Passages (1996) and déjà vu (1999) are concerned with issues relating to tourist images. They are found footage, amateur film material about travelling. The material was, therefore, private and originally intended for showing in a close circle of family and friends, fulfilling many of the same functions as the family album. Ponger uses the material, however, to tell another story one which is all the darker for its contrast with the coloured brilliance and exoticism of the images.

 

These accounts all begin in Vienna. The descriptions are individual stories of forced Jewish emigration from Austria, refugees fleeing from Nazi terror. The travelogue-like accounts coolly welded to family films of journeys taken for excitement and pleasure makes the private public and the public familial.
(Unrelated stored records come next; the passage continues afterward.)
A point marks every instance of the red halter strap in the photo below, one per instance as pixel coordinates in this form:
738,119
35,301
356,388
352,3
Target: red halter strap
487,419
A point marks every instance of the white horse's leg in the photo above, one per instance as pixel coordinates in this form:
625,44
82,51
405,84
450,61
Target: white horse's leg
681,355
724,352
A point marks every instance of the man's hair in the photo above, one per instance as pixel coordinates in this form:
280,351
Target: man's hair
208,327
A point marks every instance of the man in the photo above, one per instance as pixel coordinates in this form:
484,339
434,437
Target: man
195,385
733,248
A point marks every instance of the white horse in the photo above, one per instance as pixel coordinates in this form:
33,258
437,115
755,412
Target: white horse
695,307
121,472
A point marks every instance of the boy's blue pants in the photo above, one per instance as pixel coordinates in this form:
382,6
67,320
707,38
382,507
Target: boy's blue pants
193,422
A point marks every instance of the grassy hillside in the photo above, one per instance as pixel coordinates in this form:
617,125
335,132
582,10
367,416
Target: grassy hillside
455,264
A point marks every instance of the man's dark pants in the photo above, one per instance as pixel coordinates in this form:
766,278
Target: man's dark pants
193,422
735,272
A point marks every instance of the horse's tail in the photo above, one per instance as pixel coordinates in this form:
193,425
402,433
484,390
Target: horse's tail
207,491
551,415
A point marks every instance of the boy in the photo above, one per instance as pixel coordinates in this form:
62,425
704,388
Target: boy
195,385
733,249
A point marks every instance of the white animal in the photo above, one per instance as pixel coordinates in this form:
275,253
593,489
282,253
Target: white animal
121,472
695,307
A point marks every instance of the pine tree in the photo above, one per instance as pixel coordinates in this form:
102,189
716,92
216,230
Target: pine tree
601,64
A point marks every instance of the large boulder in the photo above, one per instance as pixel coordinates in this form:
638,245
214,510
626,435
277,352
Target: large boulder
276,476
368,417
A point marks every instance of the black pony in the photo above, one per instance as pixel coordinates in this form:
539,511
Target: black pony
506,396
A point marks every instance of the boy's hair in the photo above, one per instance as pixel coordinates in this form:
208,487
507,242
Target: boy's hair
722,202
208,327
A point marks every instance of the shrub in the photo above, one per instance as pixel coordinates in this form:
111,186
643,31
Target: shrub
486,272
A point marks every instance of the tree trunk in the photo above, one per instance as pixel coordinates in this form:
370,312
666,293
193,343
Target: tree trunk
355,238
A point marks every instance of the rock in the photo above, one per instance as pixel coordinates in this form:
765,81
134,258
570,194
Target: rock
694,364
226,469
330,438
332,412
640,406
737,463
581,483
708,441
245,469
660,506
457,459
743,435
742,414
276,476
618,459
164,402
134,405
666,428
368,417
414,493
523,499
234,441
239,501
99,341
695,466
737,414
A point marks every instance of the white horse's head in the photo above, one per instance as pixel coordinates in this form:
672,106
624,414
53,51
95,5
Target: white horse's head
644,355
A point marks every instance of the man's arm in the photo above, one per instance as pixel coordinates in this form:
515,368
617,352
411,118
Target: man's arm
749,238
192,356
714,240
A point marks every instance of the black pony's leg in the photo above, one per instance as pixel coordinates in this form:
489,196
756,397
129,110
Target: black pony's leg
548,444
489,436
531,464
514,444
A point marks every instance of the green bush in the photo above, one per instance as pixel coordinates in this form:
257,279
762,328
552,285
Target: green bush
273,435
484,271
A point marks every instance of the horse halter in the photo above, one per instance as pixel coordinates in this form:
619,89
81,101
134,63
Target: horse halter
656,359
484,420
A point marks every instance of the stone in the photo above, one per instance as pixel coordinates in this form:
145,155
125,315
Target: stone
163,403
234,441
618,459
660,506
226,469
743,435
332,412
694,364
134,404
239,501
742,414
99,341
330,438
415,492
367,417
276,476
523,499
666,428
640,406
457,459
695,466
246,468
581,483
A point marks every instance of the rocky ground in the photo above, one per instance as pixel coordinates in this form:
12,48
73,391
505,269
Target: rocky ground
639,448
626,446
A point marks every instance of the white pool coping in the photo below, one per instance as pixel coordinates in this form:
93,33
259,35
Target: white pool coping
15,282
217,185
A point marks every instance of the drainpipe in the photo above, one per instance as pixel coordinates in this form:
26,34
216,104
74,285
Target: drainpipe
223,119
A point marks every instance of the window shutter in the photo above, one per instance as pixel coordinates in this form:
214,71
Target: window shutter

It engenders a claustrophobic horror in the mind. But there is no respite. As the pictures wander the exotic places of the world they become tainted with the knowledge from the sound-track; the sensual pleasure freezes. At the point when you should be relieved at the escapes of some, you also remember those who didn’t. At the same time you realise that there are other stories of flights from imprisonment and torture woven in and on their way back to Vienna. This time they are told by immigrants seeking safety in the West. Specifically in Vienna.

 

 

 

From the beginning, as the images of déjà vu begin to parade across the screen, the viewer is seduced into their foreign but nonetheless eerily familiar flow. These are documentary sequences of places and people but also of our longing for distant lands, colourful events and the 1001 star-pierced tropical nights which no camera can capture. The scenes are strung together on a crimson thread like the glass trading beads of a bygone era. What happens on the visual level happens too quickly to allow much control, analysis or argument.

 

 

In Passages the normality of the travel memories slowly begin to take on another dimension when we concentrate on the sound track.